Especular com a habitação se convertera, aparentemente, no investimento mais seguro. Os bancos alimentavam, oferecendo hipotecas de 40 anos com juros variáveis, o que, num momento em que as taxas de juros estavam muito baixas, parecia melhor negócio que alugar. O problema chegou quando estourou a crise financeira, contagiou a Espanha e, seguindo um padrão também tradicional, traduziu-se em desemprego em muito maior medida que em outros países europeus: no primeiro trimestre de 2010, o desemprego alcançava na Espanha 20,05%, enquanto na União Europeia a média era de 9,6%. E, embora se espere que em 2011 o PIB volte a crescer, ainda que timidamente, segue-se sem criação de empregos, enquanto os milhões de desempregados com hipotecas veem como o Banco Central Europeu começa a subir as taxas de juros. Milhares de famílias tiveram suas residências embargadas por falta de pagamento, mas tem que seguir pagando as letras ao banco. Uma geração de jovens espanhois se sente frustrada, os que beiram trinta anos, ainda que tenham estudado na Universidade, nunca viram atingidas suas aspirações profissionais e econômicas. E a indignação nasceu de uma constatação: nos anos de vacas gordas, os salários apenas mantiveram seu poder aquisitivo, enquanto o crescimento passava a engrossar o benefício empresarial. A pouco suspeita OCDE (Organização para o Crescimento e Desenvolvimento Econômico) apontou em seu informe de 2007, durante a década anterior, que o salário real na Espanha havia diminuído 4%.

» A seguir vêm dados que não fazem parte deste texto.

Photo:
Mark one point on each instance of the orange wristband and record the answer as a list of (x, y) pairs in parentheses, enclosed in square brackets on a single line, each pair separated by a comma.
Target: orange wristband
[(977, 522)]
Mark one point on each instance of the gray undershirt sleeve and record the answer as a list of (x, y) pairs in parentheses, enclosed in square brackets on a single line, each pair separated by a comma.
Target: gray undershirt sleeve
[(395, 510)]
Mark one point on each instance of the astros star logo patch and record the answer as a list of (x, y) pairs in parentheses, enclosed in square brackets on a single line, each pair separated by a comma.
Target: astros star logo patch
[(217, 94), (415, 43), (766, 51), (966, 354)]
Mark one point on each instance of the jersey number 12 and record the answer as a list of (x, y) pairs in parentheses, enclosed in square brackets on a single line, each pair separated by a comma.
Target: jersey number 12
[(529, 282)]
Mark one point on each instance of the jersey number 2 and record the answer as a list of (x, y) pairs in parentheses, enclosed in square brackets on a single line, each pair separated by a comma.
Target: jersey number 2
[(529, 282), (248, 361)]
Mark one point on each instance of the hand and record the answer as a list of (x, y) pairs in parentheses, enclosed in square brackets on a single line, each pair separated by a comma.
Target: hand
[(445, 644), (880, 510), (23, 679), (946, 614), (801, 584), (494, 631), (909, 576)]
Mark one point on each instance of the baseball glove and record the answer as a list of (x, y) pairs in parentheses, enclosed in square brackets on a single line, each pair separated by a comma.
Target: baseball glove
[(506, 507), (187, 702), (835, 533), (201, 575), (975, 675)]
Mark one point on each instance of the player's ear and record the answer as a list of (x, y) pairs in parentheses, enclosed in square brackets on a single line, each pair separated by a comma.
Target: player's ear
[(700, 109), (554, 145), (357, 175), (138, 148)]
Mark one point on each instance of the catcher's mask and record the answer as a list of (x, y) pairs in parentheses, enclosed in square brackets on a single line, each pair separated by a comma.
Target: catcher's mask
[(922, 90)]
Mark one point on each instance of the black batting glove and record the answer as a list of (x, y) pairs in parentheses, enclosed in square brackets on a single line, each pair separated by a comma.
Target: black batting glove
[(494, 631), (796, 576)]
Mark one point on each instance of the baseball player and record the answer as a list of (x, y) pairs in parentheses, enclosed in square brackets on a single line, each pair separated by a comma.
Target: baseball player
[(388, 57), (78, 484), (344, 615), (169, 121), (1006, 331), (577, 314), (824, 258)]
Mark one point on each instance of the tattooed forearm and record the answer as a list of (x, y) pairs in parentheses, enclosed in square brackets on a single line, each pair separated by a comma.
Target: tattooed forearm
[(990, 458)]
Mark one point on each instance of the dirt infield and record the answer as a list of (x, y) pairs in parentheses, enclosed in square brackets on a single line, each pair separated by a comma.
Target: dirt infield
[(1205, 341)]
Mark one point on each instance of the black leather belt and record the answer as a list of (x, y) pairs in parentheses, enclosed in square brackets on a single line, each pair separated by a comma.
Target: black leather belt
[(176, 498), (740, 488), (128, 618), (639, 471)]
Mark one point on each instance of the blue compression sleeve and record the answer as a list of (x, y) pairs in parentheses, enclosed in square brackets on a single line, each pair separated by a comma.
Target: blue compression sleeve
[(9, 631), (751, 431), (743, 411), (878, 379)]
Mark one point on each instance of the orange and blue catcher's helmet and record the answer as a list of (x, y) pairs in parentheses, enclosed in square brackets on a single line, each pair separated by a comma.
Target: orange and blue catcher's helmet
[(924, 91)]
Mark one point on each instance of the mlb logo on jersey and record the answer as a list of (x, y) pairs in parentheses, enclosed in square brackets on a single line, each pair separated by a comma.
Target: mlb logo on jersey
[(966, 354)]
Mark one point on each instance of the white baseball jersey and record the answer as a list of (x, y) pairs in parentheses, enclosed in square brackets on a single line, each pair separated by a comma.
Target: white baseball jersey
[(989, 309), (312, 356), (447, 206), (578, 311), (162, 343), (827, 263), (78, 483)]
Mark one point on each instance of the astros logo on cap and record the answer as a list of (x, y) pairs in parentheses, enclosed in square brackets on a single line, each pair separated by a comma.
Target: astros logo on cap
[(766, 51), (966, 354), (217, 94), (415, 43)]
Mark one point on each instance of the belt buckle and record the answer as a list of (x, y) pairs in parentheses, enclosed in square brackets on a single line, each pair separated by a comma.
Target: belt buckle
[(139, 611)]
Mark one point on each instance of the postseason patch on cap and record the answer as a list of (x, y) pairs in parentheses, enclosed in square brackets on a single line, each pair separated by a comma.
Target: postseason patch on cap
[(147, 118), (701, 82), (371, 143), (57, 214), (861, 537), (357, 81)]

Paralelamente, durante anos de crescimento econômico e criação de emprego, em apenas uma década, um mercado de trabalho cada vez mais dual absorveu, na Espanha, quatro milhões de imigrantes, que se encarregaram dos trabalhos não qualificados, e modificaram a demografia do país. Enquanto isso, em muitos países europeus, como Noruega, Suíça e Finlândia, começam a despontar partidos de extrema direita, e o francês Nicolas Sarkozy e o italiano Silvio Berlusconi tem cada vez menos reservas em seus pronunciamentos xenófobos. Não chegaram à Espanha, até o momento.

Uma Europa nem tão unida

Enquanto se acendia a chama da ‘Spanish Revolution’ e em praças de toda Europa se reproduziam gritos de protesto imitando os da Puerta del Sol, os governos seguiam demonstrando que a União Europeia dificilmente se põe de acordo para além de proteger sua própria hegemonia – como quando se trata de manter a presidência do FMI. Desde que a crise financeira recrudesceu na Europa com os problemas da dívida grega, Alemanha não mostrou sua face mais solidária. Os espanhois sentem hoje, tanto como há quarenta anos, certo menosprezo por parte dos ricos estados do Norte em relação ao mais pobre Sul europeu. A crise do pepino, quando um alerta sanitário na Alemanha desembocou na proibição sem provas da entrada de hortaliças espanholas no país, refletiu esse sentimento.

O papel dos intelectuais

Desta vez, os intelectuais se anteciparam ao povo. E o fez antes de todos o francês Stéphane Hessel, de 93 anos, que defende direitos e liberdades desde quando, na Segunda Guerra Mundial, lutou contra os nazistas. Hessel publicou há uns meses o panfleto político “Indignez-vous!” (conclamando à indignação generalizada), que já vendeu mais de 700.000 exemplares. O título pegou, porque se algo não falta são motivos para a indignação: “Neste mundo há coisas insuportáveis”, diz Hessel. Em primeiro lugar, “a ditadura internacional dos mercados internacionais”, pois “nunca o poder do dinheiro foi tão imenso, tão insolente e tão egoísta, e nunca os fieis servidores de Dom Dinheiro se situaram tão altos nas máximas esferas do Estado”. Hessel já finaliza uma segunda publicação, o seguinte passo lógico: “Comprometam-se!”. Em março, um grupo de intelectuais espanhois, encabeçados pelo pensador José Luis Sampedro, apresentou “Reaja”, um conjunto de escritos coordenados pela jornalista Rosa María Artal, com prólogo de Hessel, amigo de Sampedro, nascidos ambos em 1917 e com vastíssima experiência de lutas nas costas. “O dinheiro é a medida de todas as coisas, convertemos tudo em mercadoria (...) É difícil manter a dignidade se não mediante a auto reeducação, diz Sampedro, para quem na Europa “o que falha é precisamente a política. Com a mal chamada globalização, os poderes políticos abdicaram de sua função política em favor dos financeiros, o que conduziu a déficits democráticos importantes, e à crise”. Em definitivo, “a humanidade avançou muito em tecnologia, mas muito pouco em sabedoria e humanismo”. Daí que a cada dia surjam novas fontes de indignação, novas injustiças inadmissíveis.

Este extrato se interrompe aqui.